Tom, J.P., Andrias, Saxe, Abdus-Salaam, Gische, JJ.
Judgment, Supreme Court, New York County (Edward J. McLaughlin, J. at plea; Marcy L. Kahn, J. at sentencing), rendered August 5, 2010, convicting defendant of assault in the second and third degrees, and sentencing her, as a second felony offender, to an aggregate term of four years, unanimously affirmed.
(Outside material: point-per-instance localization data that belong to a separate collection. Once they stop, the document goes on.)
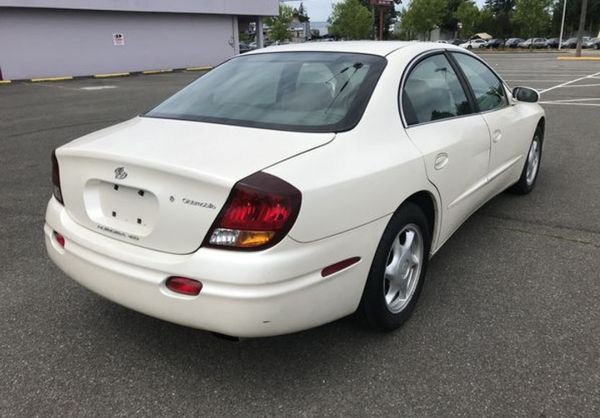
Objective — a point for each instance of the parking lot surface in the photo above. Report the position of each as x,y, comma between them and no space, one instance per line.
508,323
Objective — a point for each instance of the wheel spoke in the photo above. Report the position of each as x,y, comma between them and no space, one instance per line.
415,260
409,239
392,291
403,268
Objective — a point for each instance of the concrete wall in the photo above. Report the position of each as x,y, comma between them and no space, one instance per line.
233,7
50,42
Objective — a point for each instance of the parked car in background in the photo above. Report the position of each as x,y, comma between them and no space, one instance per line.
474,44
572,42
245,47
513,42
494,43
533,43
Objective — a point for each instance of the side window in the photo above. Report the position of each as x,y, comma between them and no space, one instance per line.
487,88
432,91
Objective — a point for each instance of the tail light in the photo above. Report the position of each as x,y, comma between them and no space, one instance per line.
260,211
56,178
184,286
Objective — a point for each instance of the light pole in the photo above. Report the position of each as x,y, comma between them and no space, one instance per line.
562,24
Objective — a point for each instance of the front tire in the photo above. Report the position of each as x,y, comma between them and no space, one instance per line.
398,270
531,169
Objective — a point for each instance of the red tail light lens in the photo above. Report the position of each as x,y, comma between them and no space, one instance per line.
184,286
56,179
260,211
60,239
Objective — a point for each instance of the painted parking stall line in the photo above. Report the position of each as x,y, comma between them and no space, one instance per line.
569,82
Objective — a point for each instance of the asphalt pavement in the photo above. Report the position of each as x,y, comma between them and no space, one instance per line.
508,323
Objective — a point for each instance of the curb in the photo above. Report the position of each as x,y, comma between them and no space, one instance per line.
156,71
110,75
37,80
578,58
199,68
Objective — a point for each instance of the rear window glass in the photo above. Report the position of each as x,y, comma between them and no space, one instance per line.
299,91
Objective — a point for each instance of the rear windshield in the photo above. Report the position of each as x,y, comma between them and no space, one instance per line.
294,91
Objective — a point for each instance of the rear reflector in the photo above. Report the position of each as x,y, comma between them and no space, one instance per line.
259,212
341,265
56,179
60,239
184,286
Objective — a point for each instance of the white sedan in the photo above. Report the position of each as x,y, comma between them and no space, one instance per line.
474,43
292,186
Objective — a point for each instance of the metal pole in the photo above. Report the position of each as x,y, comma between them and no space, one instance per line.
260,38
381,23
562,24
581,27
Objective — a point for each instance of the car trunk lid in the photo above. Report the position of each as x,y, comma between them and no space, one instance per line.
161,183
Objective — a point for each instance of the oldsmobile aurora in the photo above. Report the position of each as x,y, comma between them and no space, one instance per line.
292,186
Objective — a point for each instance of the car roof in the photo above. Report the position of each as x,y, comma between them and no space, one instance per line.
381,48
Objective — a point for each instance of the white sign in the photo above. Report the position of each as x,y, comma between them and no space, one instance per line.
118,39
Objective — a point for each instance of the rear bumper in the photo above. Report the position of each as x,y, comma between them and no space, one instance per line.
272,292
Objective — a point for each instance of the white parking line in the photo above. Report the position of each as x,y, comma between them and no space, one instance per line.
572,104
569,82
582,85
588,99
98,87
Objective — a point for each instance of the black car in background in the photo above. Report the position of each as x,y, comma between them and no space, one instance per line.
572,42
495,43
513,42
593,43
457,41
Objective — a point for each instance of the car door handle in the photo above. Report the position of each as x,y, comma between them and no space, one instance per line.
440,161
497,136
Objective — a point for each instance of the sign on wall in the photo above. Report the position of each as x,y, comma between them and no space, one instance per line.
118,39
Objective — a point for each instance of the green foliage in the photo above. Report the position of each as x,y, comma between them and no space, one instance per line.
280,25
449,21
532,17
498,18
592,23
351,20
468,15
422,16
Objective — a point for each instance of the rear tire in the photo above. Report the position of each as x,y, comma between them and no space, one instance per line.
398,270
531,169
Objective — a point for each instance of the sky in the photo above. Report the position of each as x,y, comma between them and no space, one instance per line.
319,10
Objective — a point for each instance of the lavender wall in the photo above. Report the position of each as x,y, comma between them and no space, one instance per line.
50,42
234,7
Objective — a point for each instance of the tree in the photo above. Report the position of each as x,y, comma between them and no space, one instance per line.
572,17
350,20
450,21
280,25
498,15
468,15
532,17
422,16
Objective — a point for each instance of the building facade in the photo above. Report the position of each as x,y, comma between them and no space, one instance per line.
54,38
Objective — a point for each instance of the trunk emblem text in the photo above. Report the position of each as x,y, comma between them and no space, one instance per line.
120,173
199,204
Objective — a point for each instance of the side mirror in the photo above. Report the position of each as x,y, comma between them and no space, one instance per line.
526,94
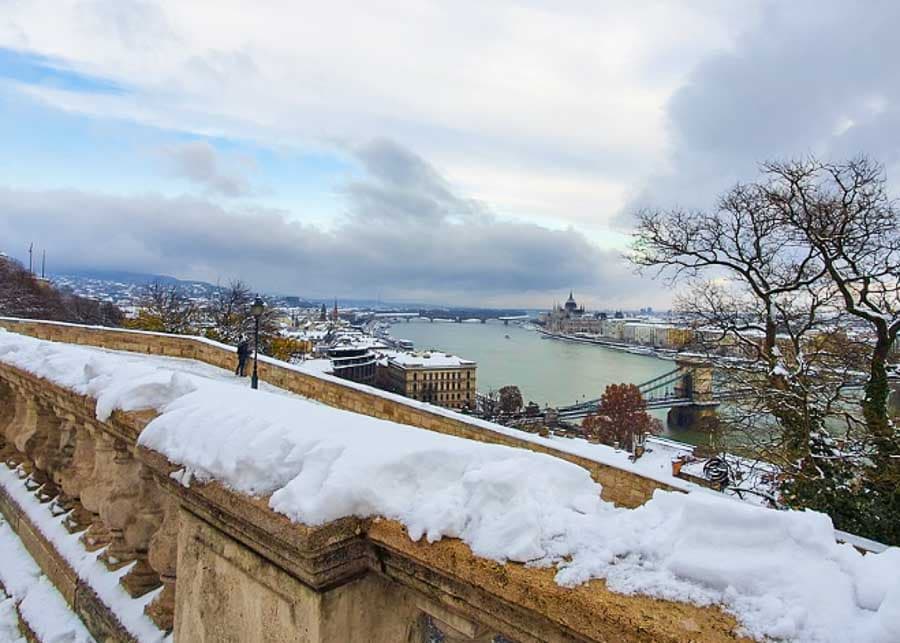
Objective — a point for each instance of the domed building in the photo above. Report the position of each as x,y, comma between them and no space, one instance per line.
571,318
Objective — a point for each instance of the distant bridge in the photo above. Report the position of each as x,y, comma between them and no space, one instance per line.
688,385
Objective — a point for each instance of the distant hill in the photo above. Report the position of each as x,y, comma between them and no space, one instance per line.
124,277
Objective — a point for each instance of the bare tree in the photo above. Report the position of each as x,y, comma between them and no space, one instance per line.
229,318
844,213
164,308
777,273
622,418
23,295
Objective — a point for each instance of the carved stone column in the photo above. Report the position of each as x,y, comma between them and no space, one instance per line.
7,411
63,460
138,534
43,448
94,494
121,505
77,476
163,558
12,456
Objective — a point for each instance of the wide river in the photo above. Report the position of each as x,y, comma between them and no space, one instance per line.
547,371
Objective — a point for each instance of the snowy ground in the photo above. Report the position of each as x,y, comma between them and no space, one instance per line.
40,604
781,572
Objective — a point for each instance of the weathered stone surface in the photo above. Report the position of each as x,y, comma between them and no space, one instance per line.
621,487
232,569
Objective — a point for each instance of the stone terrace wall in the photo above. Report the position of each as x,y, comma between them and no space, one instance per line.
619,486
227,568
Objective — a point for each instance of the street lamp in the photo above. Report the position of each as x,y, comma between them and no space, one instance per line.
256,309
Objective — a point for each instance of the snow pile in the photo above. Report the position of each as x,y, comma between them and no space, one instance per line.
40,604
781,573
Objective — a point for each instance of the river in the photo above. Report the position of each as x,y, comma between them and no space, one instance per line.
547,371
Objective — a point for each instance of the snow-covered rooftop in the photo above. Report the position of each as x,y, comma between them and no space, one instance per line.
429,359
782,573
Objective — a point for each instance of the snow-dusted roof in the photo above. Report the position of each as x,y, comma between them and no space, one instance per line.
430,360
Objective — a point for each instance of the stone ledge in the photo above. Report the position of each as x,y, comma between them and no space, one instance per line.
320,557
528,601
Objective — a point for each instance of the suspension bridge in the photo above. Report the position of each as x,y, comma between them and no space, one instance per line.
687,390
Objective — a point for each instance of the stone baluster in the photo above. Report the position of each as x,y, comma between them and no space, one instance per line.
64,460
94,494
77,476
7,411
25,439
12,456
43,449
163,558
120,506
138,534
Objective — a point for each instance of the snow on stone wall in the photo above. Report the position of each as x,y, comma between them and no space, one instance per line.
781,573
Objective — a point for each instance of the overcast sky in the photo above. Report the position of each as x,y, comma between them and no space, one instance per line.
447,152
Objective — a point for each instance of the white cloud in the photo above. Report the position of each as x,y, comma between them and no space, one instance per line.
524,89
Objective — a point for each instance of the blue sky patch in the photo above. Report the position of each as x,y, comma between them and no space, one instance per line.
32,69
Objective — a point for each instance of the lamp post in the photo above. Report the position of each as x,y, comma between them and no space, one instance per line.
256,309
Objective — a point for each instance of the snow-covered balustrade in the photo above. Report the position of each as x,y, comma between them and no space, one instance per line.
199,506
628,488
195,545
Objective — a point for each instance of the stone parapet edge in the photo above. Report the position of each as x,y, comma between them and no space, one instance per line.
97,616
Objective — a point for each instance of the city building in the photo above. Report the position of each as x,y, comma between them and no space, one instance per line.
355,363
438,378
570,318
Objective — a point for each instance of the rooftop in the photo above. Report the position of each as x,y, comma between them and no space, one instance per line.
433,359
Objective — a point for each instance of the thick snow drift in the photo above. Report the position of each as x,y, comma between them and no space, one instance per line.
781,573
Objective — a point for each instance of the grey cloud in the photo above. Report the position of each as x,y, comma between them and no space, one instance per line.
810,78
402,187
200,163
381,247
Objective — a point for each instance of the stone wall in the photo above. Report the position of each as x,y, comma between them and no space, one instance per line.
226,568
619,486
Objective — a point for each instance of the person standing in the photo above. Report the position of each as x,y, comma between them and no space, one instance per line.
243,356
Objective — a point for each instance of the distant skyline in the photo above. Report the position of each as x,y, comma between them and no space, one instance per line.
467,153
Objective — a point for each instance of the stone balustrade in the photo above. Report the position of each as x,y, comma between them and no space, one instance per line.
223,566
624,488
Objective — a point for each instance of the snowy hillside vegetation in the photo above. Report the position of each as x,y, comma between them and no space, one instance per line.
780,572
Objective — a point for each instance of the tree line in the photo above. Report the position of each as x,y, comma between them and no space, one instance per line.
800,269
24,295
224,317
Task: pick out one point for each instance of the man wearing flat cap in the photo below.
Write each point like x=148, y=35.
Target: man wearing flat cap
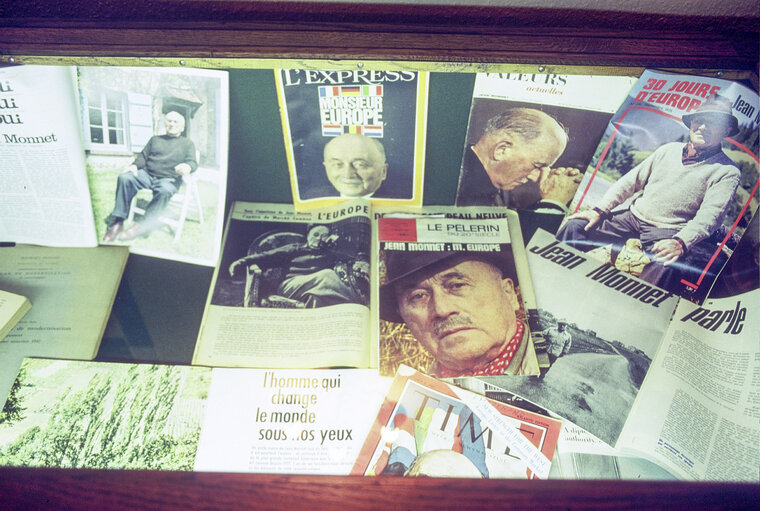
x=461, y=307
x=680, y=195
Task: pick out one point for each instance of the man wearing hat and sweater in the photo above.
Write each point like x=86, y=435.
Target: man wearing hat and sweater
x=680, y=194
x=461, y=307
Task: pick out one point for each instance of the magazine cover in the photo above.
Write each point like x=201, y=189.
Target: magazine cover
x=453, y=292
x=426, y=427
x=603, y=328
x=44, y=195
x=531, y=136
x=156, y=154
x=354, y=133
x=673, y=184
x=291, y=289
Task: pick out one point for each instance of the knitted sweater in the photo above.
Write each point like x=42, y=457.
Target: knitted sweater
x=692, y=198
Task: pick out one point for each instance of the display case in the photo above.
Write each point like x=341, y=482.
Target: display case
x=160, y=303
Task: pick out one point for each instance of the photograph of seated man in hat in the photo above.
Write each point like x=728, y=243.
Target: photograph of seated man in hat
x=667, y=218
x=453, y=314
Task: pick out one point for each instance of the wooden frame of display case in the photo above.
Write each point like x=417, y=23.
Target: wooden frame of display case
x=458, y=38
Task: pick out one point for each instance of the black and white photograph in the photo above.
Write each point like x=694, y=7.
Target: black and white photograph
x=294, y=265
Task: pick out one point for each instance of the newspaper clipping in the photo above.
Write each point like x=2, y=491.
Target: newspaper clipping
x=427, y=428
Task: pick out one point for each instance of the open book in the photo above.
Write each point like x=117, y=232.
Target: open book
x=644, y=371
x=302, y=289
x=69, y=136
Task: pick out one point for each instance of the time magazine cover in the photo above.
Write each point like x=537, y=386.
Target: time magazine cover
x=673, y=184
x=354, y=133
x=531, y=136
x=426, y=427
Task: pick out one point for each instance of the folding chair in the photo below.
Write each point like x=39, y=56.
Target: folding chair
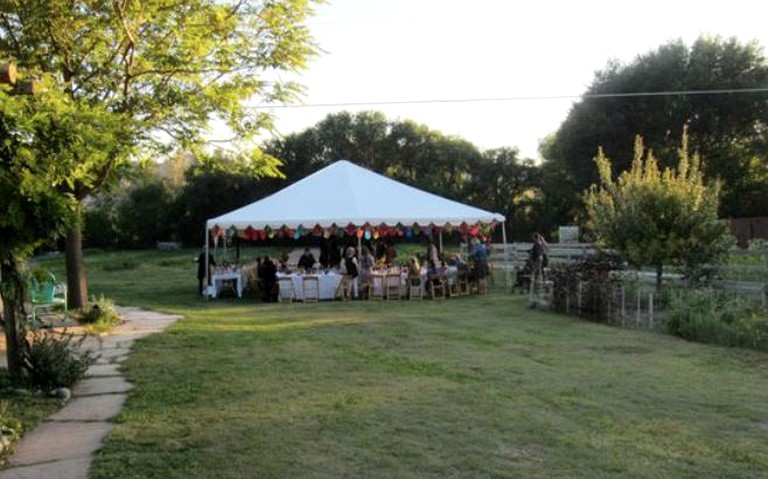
x=311, y=289
x=377, y=287
x=285, y=290
x=344, y=290
x=436, y=286
x=392, y=283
Defendant's claim that the court improperly enhanced her bargained-for sentence without sufficient inquiry is unpreserved since defendant neither requested a hearing nor moved to withdraw her plea (see e.g. People v Malaj, 69 AD3d 487 [1st Dept 2010], lv denied 15 NY3d 776 ), and we decline to review it in the interest of justice. As an alternate holding, we find that the court conducted a sufficient inquiry and properly imposed an enhanced sentence based on reliable information that defendant violated the terms of her plea agreement (see People v Jenkins, 11 NY3d 282 ). There were no disputed factual issues that required a hearing as a matter of due process (see People v Valencia, 3 NY3d 714 ; compare Torres v Berbary, 340 F3d 63 [2d Cir 2003]). The record also establishes that defendant was sufficiently warned of the meaning and consequences of absconding from her drug program.
We perceive no basis for reducing the sentence.
THIS CONSTITUTES THE DECISION AND ORDER OF THE SUPREME COURT, APPELLATE DIVISION, FIRST DEPARTMENT.